I funerali dell’avvocato, morto a 50 anni, nella cattedrale di Chieti gremita Il ricordo commosso dei colleghi: spesso assisteva i lavoratori gratuitamente

VASTO. E’ morto all’età di 50 anni l’avvocato Luigi Pignatelli, paladino dei diritti dei lavoratori esposti all’amianto. Oltre a turbare l’ambiente forense, la notizia ha gettato nello sconforto quanti, in questi anni, hanno avuto modo di apprezzare le qualità umane e professionali del legale vastese, deceduto a causa di alcune complicanze insorte in seguito ad una infezione batterica resistente alle terapie antibiotiche.

Pignatelli è morto al policlinico di Chieti, dove era stato ricoverato dopo l’aggravamento delle sue condizioni cliniche. Il funerale del professionista si è celebrato ieri nella cattedrale di San Giuseppe, talmente gremita di gente da costringere molti a restare fuori dalla chiesa.

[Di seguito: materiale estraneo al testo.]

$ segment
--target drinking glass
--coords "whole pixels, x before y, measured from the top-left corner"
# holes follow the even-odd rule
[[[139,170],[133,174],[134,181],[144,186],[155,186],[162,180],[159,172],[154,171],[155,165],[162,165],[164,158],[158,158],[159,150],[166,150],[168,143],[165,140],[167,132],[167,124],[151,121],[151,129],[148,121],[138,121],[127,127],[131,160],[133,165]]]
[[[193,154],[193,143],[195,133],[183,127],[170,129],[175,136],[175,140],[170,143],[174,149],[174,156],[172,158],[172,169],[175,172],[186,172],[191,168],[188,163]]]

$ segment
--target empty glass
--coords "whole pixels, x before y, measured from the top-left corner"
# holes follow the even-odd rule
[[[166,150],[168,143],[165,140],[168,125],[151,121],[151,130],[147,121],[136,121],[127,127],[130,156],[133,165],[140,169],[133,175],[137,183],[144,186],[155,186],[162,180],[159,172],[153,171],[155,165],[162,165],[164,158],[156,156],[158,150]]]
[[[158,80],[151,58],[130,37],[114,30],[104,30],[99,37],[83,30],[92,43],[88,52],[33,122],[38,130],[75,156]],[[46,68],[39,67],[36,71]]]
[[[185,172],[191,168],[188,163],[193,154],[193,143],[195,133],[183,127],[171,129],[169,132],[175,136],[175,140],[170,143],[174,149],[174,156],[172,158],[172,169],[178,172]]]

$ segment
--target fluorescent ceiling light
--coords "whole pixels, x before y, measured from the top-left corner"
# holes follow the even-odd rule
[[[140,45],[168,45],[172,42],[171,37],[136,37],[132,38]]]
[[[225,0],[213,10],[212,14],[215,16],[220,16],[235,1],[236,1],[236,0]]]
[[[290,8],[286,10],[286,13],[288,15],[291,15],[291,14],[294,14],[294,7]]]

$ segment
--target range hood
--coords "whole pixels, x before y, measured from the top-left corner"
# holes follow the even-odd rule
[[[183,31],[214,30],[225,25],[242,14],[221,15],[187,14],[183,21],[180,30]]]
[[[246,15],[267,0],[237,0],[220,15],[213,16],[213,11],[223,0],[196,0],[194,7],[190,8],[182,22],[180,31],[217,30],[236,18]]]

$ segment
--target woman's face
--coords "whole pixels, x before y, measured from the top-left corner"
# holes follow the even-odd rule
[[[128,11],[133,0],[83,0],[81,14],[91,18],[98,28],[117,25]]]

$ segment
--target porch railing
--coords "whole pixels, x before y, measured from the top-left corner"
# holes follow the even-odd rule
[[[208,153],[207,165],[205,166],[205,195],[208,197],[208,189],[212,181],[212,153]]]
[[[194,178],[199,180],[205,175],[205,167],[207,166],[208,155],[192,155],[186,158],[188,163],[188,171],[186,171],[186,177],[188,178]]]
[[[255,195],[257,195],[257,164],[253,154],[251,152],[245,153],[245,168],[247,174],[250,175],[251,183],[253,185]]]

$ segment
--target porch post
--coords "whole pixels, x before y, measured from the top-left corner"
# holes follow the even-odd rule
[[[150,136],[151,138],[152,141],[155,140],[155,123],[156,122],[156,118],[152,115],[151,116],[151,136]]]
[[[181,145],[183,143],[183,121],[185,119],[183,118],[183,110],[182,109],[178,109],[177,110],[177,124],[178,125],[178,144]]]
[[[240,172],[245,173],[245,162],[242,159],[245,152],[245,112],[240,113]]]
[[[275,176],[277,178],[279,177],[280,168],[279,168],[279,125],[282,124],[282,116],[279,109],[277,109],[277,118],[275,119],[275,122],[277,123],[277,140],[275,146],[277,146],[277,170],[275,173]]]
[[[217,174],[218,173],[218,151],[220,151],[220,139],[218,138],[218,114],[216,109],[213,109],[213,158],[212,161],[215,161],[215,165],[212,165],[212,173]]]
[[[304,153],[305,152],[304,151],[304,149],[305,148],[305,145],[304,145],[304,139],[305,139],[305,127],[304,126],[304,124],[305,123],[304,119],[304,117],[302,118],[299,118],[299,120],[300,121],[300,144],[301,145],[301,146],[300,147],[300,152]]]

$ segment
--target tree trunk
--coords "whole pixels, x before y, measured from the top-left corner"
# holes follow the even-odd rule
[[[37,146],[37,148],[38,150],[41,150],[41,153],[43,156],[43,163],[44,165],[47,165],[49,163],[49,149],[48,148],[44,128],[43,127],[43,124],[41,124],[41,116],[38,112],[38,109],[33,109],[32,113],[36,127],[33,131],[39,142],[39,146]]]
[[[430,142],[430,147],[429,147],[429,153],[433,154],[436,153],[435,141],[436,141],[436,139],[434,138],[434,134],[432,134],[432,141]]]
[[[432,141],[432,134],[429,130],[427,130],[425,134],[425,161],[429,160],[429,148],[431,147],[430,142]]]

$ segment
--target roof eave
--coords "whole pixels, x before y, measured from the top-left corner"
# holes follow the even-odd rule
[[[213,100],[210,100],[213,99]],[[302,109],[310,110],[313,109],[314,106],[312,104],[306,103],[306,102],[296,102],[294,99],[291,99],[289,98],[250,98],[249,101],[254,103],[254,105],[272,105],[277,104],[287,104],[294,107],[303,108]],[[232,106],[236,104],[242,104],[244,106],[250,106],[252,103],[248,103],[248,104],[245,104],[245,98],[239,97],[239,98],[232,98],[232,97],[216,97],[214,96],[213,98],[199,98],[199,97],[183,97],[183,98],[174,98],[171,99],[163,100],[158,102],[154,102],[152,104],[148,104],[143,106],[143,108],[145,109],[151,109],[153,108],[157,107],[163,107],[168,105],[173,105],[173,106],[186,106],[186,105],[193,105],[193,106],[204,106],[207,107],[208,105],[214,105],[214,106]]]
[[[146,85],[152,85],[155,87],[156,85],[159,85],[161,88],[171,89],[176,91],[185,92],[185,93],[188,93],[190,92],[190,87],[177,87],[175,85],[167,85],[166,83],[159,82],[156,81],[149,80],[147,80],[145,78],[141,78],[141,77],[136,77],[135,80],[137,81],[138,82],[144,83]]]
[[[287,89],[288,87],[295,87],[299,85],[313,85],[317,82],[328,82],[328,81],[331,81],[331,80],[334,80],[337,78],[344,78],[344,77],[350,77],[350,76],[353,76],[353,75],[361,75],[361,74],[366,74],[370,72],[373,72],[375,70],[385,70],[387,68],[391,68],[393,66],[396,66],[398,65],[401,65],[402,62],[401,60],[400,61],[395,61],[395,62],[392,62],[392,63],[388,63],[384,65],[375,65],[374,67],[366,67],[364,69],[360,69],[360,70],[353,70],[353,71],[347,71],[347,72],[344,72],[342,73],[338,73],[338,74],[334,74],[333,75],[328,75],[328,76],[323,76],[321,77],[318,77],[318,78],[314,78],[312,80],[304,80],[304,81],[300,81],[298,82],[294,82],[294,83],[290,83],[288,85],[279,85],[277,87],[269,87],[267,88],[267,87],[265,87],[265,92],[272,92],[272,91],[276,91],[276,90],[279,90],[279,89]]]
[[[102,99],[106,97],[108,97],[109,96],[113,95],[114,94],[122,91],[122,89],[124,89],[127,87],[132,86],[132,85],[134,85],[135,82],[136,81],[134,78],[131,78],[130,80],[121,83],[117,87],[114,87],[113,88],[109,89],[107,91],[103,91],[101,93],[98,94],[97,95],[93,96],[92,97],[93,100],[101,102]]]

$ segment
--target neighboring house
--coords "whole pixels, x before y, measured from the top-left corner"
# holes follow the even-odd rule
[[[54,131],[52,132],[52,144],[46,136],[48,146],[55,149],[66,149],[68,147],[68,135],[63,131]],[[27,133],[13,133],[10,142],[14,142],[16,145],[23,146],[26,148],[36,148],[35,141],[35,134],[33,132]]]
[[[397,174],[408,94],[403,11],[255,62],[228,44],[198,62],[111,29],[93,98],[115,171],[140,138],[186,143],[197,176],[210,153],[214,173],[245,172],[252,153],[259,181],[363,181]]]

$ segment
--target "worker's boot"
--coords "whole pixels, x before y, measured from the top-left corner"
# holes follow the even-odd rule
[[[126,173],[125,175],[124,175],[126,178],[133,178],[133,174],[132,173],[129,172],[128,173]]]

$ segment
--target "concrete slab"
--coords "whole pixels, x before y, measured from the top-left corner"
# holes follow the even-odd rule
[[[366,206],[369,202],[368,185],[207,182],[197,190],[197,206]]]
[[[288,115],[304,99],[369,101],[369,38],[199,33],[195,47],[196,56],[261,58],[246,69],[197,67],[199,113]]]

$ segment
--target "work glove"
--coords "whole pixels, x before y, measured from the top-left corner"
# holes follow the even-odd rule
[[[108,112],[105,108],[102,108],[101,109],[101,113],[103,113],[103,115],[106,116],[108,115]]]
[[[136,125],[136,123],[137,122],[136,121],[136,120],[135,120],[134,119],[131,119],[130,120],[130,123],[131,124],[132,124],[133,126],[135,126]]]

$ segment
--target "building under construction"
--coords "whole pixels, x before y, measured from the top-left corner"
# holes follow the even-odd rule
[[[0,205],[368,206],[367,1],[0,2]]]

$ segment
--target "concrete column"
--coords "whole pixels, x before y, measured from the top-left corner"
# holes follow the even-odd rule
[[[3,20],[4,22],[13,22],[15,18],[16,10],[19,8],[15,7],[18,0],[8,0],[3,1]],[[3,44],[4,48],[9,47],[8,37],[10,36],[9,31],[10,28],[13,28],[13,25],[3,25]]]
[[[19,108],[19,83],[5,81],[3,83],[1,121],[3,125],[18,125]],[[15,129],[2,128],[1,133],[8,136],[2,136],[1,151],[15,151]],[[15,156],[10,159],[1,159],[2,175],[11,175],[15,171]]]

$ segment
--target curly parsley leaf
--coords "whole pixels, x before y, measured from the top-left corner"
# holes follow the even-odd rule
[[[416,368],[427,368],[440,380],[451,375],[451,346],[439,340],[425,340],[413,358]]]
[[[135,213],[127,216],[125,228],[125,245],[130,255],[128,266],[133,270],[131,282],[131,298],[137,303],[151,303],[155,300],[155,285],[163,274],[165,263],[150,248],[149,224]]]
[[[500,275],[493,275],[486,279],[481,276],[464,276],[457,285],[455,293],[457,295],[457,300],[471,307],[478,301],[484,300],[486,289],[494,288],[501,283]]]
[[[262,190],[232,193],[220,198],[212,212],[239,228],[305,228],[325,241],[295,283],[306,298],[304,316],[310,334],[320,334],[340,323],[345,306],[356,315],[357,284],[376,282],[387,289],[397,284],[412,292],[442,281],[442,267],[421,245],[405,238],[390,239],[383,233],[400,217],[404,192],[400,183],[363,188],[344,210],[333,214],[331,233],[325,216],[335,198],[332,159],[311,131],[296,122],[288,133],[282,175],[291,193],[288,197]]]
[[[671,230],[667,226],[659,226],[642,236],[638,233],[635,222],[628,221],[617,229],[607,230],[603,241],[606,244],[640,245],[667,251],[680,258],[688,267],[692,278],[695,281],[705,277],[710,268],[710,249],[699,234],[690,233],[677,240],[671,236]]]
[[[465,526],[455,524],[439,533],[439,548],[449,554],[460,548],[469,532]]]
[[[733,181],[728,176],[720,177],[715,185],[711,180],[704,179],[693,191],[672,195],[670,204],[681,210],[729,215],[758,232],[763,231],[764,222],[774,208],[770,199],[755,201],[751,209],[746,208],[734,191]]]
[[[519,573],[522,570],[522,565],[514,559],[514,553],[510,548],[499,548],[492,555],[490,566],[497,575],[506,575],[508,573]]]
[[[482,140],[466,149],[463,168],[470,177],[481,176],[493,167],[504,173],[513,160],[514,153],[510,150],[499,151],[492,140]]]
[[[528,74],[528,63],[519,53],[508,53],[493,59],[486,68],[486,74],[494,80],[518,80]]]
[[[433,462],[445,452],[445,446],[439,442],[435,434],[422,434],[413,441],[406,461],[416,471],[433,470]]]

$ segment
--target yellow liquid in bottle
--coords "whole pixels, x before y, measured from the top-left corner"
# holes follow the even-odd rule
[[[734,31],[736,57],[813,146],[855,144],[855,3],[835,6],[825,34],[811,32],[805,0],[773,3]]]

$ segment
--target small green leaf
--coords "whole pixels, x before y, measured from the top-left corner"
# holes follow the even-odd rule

Un lungo applauso ha salutato per l’ultima volta il feretro. In tanti si sono stretti intorno alla moglie Lili e ai figlioletti. Tra i presenti anche il sindaco Luciano Lapenna e alcuni assessori comunali. «Una grande perdita per tutta la categoria», così l’avvocato Nicola Artese, presidente dell’Ordine forense di Vasto, ha commentato la prematura scomparsa del legale, interpretando l’unanime sentimento dei colleghi. Pignatelli viene ricordato in città soprattutto per le sue battaglie giudiziarie a favore dei lavoratori morti a causa della lunga esposizione all’amianto. E’ stato protagonista instancabile del lungo contenzioso approdato nel 2009 alla Corte D’Appello dell’Aquila per il riconoscimento dei contributi previdenziali a carico degli operai della ex Svoa, l’azienda di olii alimentati dismessa nel 1992. «Ha seguito passo passo tutte le vicende giudiziarie con una attenzione e una carica umana insolite», racconta Ivo Menna, da poco nominato referente locale del Coordinamento cittadino Ona (osservatorio nazionale amianto), «si è sempre messo a disposizione dei lavoratori e delle loro famiglie, spesso, senza farsi pagare la parcella. Lo ricordiamo anche per il suo modo di essere estraneo ai giochi di potere, verso i quali mostrava spesso insofferenza. Interpretava la sua professione di avvocato in maniera totalmente diversa dai colleghi. Era anche un convinto ambientalista», aggiunge Menna, «le sue riflessioni e i suoi suggerimenti erano per me fonte di continuo arricchimento». Non è meno commosso il ricordo dei colleghi. «Ce ne dovrebbero essere di più di persone come Luigi», è il commento di Edy Biasone, che insieme a Pignatelli si è occupata di alcune vicende giudiziarie, «era un uomo concreto, mai banale e con una intelligenza superiore. Lascia un vuoto incolmabile. Ci mancherà tanto».